Komisi XI Pertanyakan Efektifitas PMK 78
Anggota Komisi XI DPR Nusron Wahid mempertanyakan efektivitas dan sasaran dari aturan Peraturan Menteri Keuangan No. 78/2013 (PMK 78) tentang Penetapan Golongan dan Tarif Cukai Hasil Tembakau. Ia menilai peraturan ini mengacu pada Undang-Undang (UU) yang salah dan dapat membunuh usaha rokok kecil.

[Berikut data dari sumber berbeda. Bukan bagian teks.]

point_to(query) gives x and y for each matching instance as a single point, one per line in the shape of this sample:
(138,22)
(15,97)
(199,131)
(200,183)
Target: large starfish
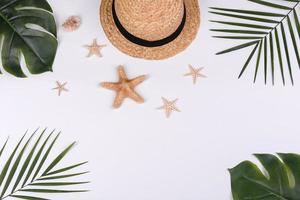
(125,88)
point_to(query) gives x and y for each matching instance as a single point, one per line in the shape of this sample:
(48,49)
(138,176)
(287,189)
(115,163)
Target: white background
(135,153)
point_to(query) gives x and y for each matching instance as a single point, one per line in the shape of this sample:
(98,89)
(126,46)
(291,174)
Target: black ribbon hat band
(146,43)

“PMK No.78 sebetulnya mengacu pada UU yang salah. UU No 39 Tahun 2007 perubahan dari UU No. 11 Tahun 1995 hanya mengatur ketentuan barang kena cukai dengan tarif tertinggi. Tarif tertinggi dikenakan berdasarkan harga jual pabrikan dan harga jual eceran. Harusnya pemerintah menggunakan UU No 5 Tahun 1999 Tentang Larangan Monopoli dan Persaingan Usaha Tidak Sehat," tukas Nusron ketika rapat dengar pendapat dengan jajaran Kementerian Keuangan di Gedung Nusantara I, Senin (3/6) malam.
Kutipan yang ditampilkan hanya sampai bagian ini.